Figure 1.13: Density distribution of propensity scores by treatment

Figure 1.14 plots the propensity score against the outcome. The horizontal lines correspond to the mean for each group within each stratum. To calculate an overall effect size, independent sample tests (e.g. t-tests) are conducted within each stratum and pooled to provide an overall estimate.

Figure 1.14: Scatter plot of propensity scores versus outcome

Figure 1.15 provides an alternative way of depicting the results (J. Helmreich and Pruzek 2024). This plots the average treatment (x-axis) versus control (y-axis) for each strata. The means are projected to a line perpendicular to the unit line (i.e. the line \(y = x\)) such that the tick marks represent the distribution of differences. The green bar corresponds to the 95% confidence interval. The size of the circles a proportional to the sample size within each stratum. In this example they are all the same but can be different when using other methods for estimation propensity scores such as classification trees (discussed in chapter 2 and appendix C). Since \(y = x\) points that fall on that line indicate a difference of zero (i.e. \(y - x = 0\)). By extension, if the confidence interval represented by the green line spans the unit line then one would fail to reject the null hypothesis. In this example however, there is a statistically significant treatment effect.

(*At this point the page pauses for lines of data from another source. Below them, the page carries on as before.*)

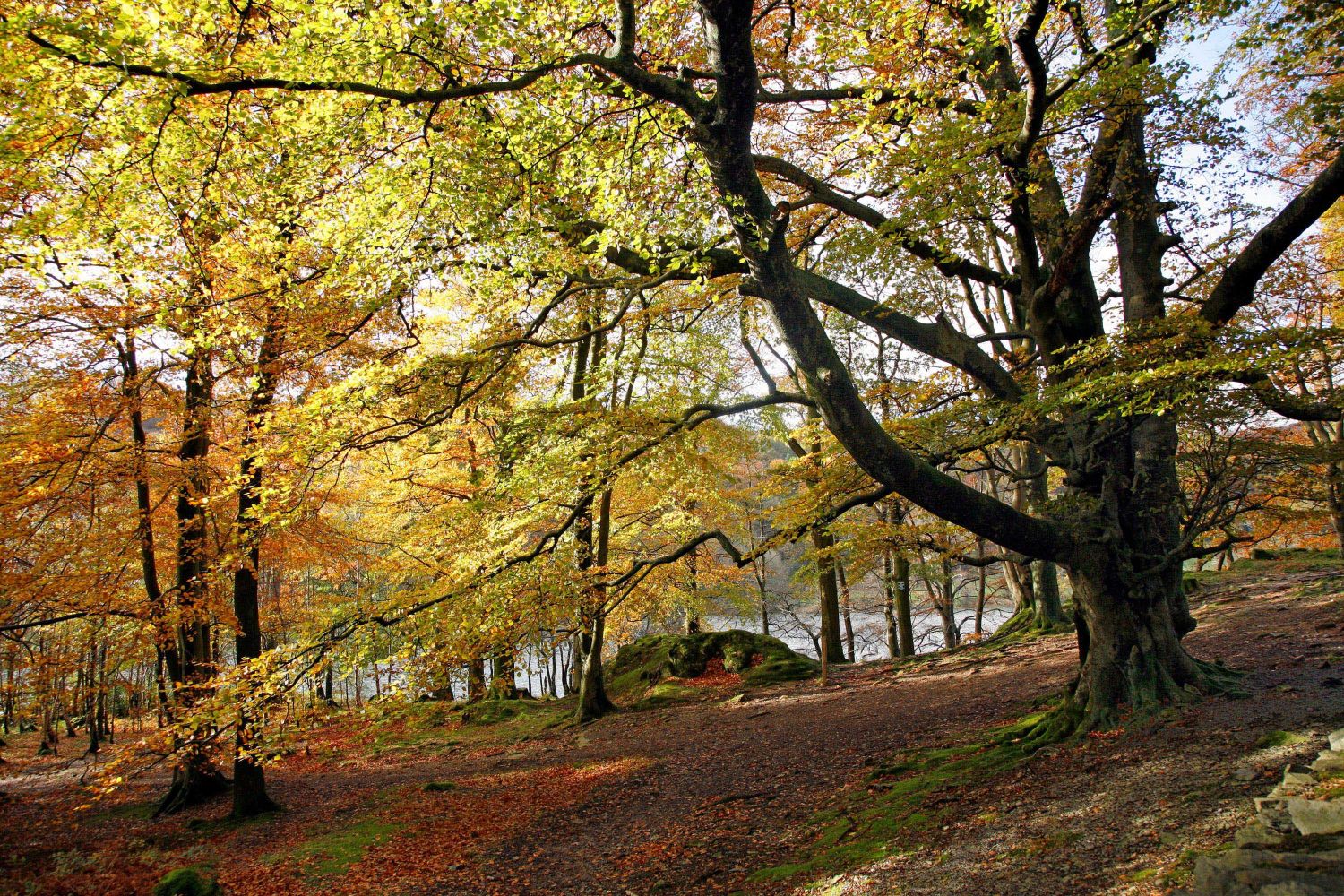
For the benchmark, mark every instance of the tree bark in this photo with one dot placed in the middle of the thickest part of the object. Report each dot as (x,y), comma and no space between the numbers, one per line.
(250,796)
(188,662)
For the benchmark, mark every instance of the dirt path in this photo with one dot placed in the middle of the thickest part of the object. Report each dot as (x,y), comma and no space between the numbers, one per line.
(694,798)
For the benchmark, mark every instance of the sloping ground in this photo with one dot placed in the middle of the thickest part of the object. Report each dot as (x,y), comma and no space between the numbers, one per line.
(707,796)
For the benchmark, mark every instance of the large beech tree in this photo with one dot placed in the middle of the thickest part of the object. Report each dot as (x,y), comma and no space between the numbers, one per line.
(789,150)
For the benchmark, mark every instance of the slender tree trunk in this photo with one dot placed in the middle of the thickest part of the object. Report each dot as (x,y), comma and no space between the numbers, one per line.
(475,680)
(905,614)
(980,594)
(948,606)
(830,590)
(593,700)
(503,675)
(846,613)
(250,796)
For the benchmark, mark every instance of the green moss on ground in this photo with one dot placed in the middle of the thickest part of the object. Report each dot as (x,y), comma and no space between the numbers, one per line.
(440,786)
(883,818)
(188,882)
(1279,739)
(663,694)
(648,661)
(333,852)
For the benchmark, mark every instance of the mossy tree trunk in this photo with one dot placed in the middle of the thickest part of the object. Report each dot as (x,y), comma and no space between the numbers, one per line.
(190,659)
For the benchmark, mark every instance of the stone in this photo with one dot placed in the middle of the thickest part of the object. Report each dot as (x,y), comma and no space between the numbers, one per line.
(1271,812)
(1295,778)
(1316,815)
(1328,761)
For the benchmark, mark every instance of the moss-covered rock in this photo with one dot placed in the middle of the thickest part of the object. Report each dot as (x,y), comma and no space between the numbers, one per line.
(187,882)
(760,659)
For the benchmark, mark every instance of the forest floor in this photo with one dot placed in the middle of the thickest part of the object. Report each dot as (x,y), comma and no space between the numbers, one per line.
(789,790)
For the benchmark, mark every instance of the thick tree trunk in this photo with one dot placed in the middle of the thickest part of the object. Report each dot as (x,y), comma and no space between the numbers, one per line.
(593,700)
(1129,643)
(1050,610)
(188,661)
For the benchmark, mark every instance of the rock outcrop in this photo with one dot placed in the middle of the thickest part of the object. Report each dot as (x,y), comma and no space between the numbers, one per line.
(1296,844)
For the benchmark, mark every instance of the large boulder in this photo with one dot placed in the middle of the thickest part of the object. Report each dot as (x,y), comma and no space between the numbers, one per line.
(758,659)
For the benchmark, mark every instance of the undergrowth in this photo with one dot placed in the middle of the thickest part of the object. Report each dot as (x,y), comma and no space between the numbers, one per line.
(898,802)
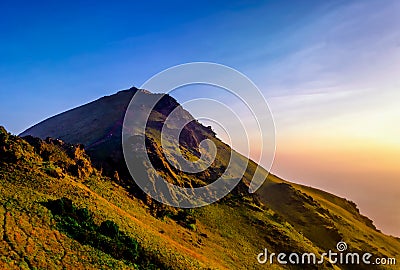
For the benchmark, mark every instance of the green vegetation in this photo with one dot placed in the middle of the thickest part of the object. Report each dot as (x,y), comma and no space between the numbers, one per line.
(78,224)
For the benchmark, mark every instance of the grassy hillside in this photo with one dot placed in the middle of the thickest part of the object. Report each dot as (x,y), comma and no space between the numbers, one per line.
(51,216)
(107,211)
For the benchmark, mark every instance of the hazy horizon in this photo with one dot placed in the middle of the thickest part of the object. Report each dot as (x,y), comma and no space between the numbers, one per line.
(329,72)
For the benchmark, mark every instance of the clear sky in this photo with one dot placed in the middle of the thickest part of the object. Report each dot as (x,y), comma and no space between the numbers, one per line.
(329,70)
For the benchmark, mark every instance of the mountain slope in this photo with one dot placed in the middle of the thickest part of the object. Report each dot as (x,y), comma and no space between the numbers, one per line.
(281,216)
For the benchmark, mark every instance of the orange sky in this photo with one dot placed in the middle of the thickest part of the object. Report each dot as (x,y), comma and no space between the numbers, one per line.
(353,151)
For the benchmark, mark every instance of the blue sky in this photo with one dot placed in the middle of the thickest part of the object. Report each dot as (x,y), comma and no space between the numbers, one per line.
(329,70)
(56,55)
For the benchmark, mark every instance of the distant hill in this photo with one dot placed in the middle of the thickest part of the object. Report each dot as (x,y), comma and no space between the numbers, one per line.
(67,200)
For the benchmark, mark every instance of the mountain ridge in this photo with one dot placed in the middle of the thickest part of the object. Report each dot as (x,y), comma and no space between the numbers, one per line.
(282,216)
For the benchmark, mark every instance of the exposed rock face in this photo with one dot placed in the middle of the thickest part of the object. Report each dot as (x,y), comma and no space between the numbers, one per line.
(98,126)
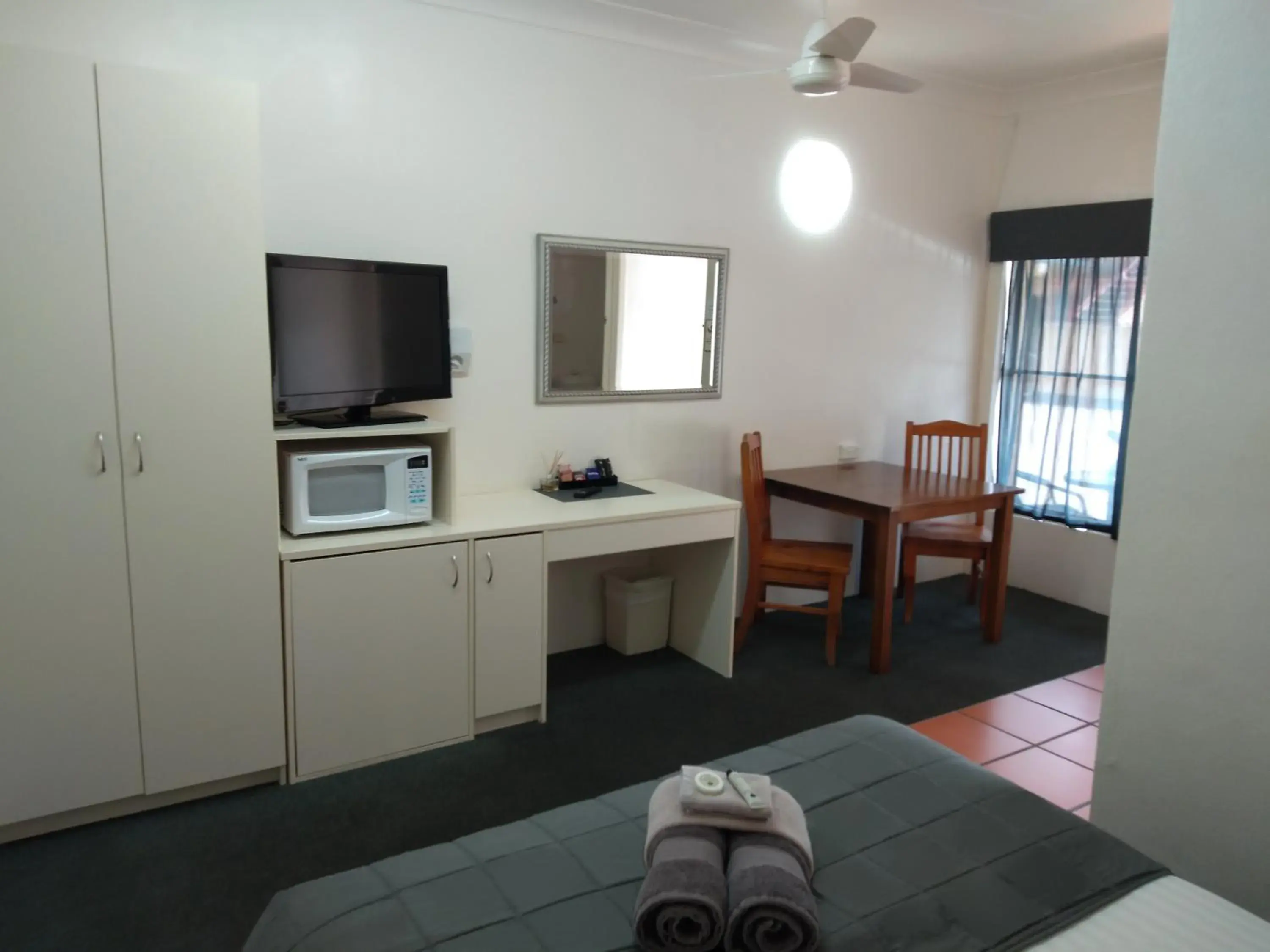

Figure 1.15: Propensity score assessment plot for five strata

1.3.2.2 Matching

For matching methods we wish to pair treatment observations with control observations. As will be discussed in chapter 3 there are numerous algorithms for finding matches. For this example a simple one-to-one match was found using the nearest neighbor based upon the propensity score. Additionally, a caliper of 0.1 was used meaning that an observation would not be matched if the distance to another observation was more than 0.1 standard deviations away. The lines in the figure correspond to the observations that were matched. Since observations are matched, dependent sample tests (e.g. t-tests) are used to estimate the treatment effects.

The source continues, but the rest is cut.